On Fri, 8 Jan 2021 14:19:45 -0400 Jason Gunthorpe wrote: > > What I was trying to explain below, is I think we agreed that a page > under active FOLL_LONGTERM pin *can not* be write protected. > > Establishing the FOLL_LONGTERM pin (for read or write) must *always* > break the write protection and the VM *cannot* later establish a new > write protection on that page while the pin is active. > > Indeed, it is complete nonsense to try and write protect a page that > has active DMA write activity! Changing the CPU page protection bits > will not stop any DMA! Doing so will inevitably become a security > problem with an attack similar to what you described. > > So this is what was done during fork() - fork will no longer write > protect pages under FOLL_LONGTERM to make them COWable, instead it > will copy them at fork time. Is it, in a step forward, unlikely for DMA write activity to happen during page copy at fork? > > Any other place doing write protect must also follow these same > rules. > > I wasn't aware this could be used to create a security problem, but it > does make sense. write protect really must mean writes to the memory > must stop and that is fundementally incompatible with active DMA. > > Thus write protect of pages under DMA must be forbidden, as a matter > of security. > > Jason
> On Jan 8, 2021, at 3:34 PM, Andrea Arcangeli <aarcange@redhat.com> wrote: > > On Fri, Jan 08, 2021 at 10:31:24AM -0800, Andy Lutomirski wrote: >> Can we just remove vmsplice() support? We could make it do a normal > >> copy, thereby getting rid of a fair amount of nastiness and potential >> attacks. Even ignoring issues relating to the length of time that the >> vmsplice reference is alive, we also have whatever problems could be >> caused by a malicious or misguided user vmsplice()ing some memory and >> then modifying it. > > Sorry to ask but I'm curious, what also goes wrong if the user > modifies memory under GUP pin from vmsplice?
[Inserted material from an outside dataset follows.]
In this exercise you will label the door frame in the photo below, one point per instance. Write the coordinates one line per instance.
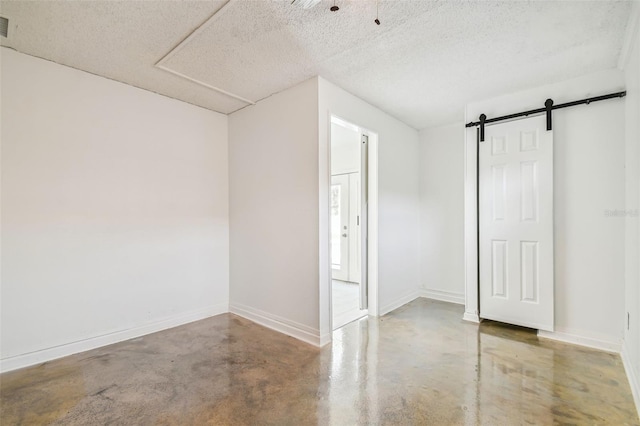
(345, 246)
(326, 314)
That's not obvious to > see. It breaks the otherwise true rule that the data in pipe buffers is immutable. Even just quoting the manpage: SPLICE_F_GIFT The user pages are a gift to the kernel. The application may not modify this memory ever, otherwise the page cache and on- disk data may differ. That's no good. I can also imagine use cases in which modified vmsplice() pages that end up in various parts of the network stack could be problematic. For example, if you can arrange for TCP or, worse, TLS to transmit data and then retransmit modified data, you might get odd results. In the latter case, some security properties of TLS might be broken. --Andy
On Sat, Jan 9, 2021 at 11:03 AM Andy Lutomirski <luto@kernel.org> wrote: > > > > > Sorry to ask but I'm curious, what also goes wrong if the user > > modifies memory under GUP pin from vmsplice? That's not obvious to > > see. > > It breaks the otherwise true rule that the data in pipe buffers is > immutable. Note that this continued harping on vmsplice() is entirely misguided. Anything using GUP has the same issues. This really has nothing to do with vmsplice() per se. In many ways, vmsplice() might be the least of your issues, because it's fairly easy to just limit that for untrusted use. And no, that does not mean "we should make vmsplice root-only" kind of limiting. There are no security issues in any normal situation. Again, it's mainly about things that don't trust each other _despite_ running in similar contexts as far as the kernel is concerned. IOW, exactly that "zygote" kind of situation. If you are a JIT (whether Zygote or a web browser), you basically need to limit the things the untrusted JIT'ed code can do. And that limiting may include vmsplice(). But note the "include" part of "include vmsplice()". Any other GUP user really does have the same issues, it may just be less obvious and have very different timings (or depend on access to devices etc). Absolutely nothing cares about "data in pipe buffers changing" in any other case. You can already write any data you want to a pipe, it doesn't matter if it changes after the write or not. (In many ways, "data in the page cache" is a *much* more difficult issue for the kernel, and it's fundamental to any shared mmap. It's much more difficult because that data is obviously very much also accessible for DMA etc for writeout, and if you have something like "checksums are calculated separately and non-atomically from the actual DMA accesses", you will potentially get checksum errors where the actual disk contents don't match your separately calculated checksums until the _next_ write. This can actually be a feature - seeing "further modifications were concurrent to the write" - but most people end up considering it a bug). Linus
On Thu, Jan 07, 2021 at 01:05:19PM -0800, Linus Torvalds wrote: > Side note, and not really related to UFFD, but the mmap_sem in > general: I was at one point actually hoping that we could make the > mmap_sem a spinlock, or at least make the rule be that we never do any > IO under it. At which point a write lock hopefully really shouldn't be > such a huge deal. There's a (small) group of us working towards that. It has some prerequisites, but where we're hoping to go currently: - Replace the vma rbtree with a b-tree protected with a spinlock - Page faults walk the b-tree under RCU, like peterz/laurent's SPF patchset - If we need to do I/O, take a refcount on the VMA After that, we can gradually move things out from mmap_sem protection to just the vma tree spinlock, or whatever makes sense for them. In a very real way the mmap_sem is the MM layer's BKL.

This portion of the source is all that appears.